Advanced PDF parsing for python
Project description
Burdoc: Advanced PDF Parsing for Python
A python library for extracting structured text, images, and tables from PDFs with context and reading order.
Table Of Contents
- Table Of Contents
- About the Project
- Quickstart
- Usage
- Roadmap
- Built With
- Contributing
- License
- Authors
- Acknowledgements
About the Project
Why Another PDF Parsing Library?
Excellent question! Between pdfminer, PyMuPDF, Tika, and many others there are a plethora of tools for parsing PDFs, but nearly all are focused on the initial step of pulling out raw content, not on representing the documents actual meaning. Burdoc's goal is to generate a rich semantic representation of a PDF, including headings, reading order, tables, and images that can be used for downstream processing.
Key Features
-
Rich Document Representation: Burdoc is able to identify most common types of text, including:
- Paragraphs
- Headings
- Lists (ordered and unordered)
- Headers, footers and sidebars,
- Visual Asides such as read-out boxes
-
Structured Output: Burdoc generates a comprehensive JSON representation of the text. Unlike many other tools it preserves information such metadata, fonts, and original bounding boxes to give downstream users as much information as is needed.
-
Complex Reading Order Inference: Burdoc uses a multi-stage algorithm to infer reading order even in complex pages with changing numbers of columns, split sections, and asides.
-
ML-Powered Table Extraction: Burdoc makes use of the latest machine learning models for identifying tables, alongside a rules-based approach to identify inline tables.
-
Large Documents: By relying on PyMuPDF rather than pdfminer, the core PDF reading task is substantially faster than other libraries, and can handle large files (~1000s of pages or 100s of Mbs in size) with ease. Running a single page through Burdoc can be quite slow due to expensive initialisation requirements and takes O(2s) but with GPU acceleration and multithreading support we can process documents at 0.2-0.5s/page
Limitations
- OCR: As Burdoc relies on high-precision font and location information for it's processing it is likely to perform badly when parsing OCR'd files.
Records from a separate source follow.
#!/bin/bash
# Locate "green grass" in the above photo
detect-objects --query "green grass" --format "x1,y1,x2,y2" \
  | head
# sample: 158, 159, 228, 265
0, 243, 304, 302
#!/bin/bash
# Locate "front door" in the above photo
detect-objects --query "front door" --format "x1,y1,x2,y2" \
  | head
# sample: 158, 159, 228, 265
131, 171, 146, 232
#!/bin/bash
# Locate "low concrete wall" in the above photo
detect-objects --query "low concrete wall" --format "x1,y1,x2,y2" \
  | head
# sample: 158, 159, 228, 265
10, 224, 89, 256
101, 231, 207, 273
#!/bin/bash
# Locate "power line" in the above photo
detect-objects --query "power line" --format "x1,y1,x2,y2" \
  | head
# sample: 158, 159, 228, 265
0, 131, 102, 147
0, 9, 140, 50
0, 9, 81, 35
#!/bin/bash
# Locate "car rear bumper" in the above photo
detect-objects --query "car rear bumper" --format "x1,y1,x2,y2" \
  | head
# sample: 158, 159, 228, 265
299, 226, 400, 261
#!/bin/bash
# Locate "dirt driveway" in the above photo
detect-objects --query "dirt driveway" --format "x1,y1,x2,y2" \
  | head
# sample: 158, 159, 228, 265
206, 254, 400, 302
- Right-to-Left Text: All parsing is for left-to-right languages only.
- Complex Figures: Areas with large amounts of text arranged around figures in a arbitrary fashion will not be extracted correctly.
- Forms: Currently Burdoc has no way to recognise complex forms.
Quickstart
More detailed information on running Burdoc can be found here - Docs
Prerequisites
ML Prerequisites
The transformer-based table detection use by Burdoc by default can be quite slow on CPU, often taking several seconds per page, you'll see a large performance increase by running it on a GPU. To avoid messing around with package versions after the fact, it's generally better to install GPU drivers and GPU accelerated versions of PyTorch first if available.
Installation
To install burdoc from pip
pip install burdoc
To build it directly from source
git clone https://github.com/jennis0/burdoc
cd burdoc
pip install .
Developer Install
To reproduce the development environment for running builds, tests, etc. use
pip install burdoc[dev]
or
git clone https://github.com/jennis0/burdoc
cd burdoc
pip install -e ".[dev]"
Usage
Burdoc can be used as a library or directly from the command line depending on your usecase.
Command Line
usage: burdoc [-h] [--pages PAGES] [--html] [--detailed] [--no-ml-tables] [--images] [--single-threaded] [--profile] [--debug] in_file [out_file]
positional arguments:
in_file Path to the PDF file you want to parse
out_file Path to file to write output to. Defaults to [in-file-stem].json/[in-file-stem].html
optional arguments:
-h, --help show this help message and exit
--pages PAGES List of pages to process. Accepts comma separated list and ranges specified with '-'
--html Output a simple HTML representation of the document, rather than the JSON content.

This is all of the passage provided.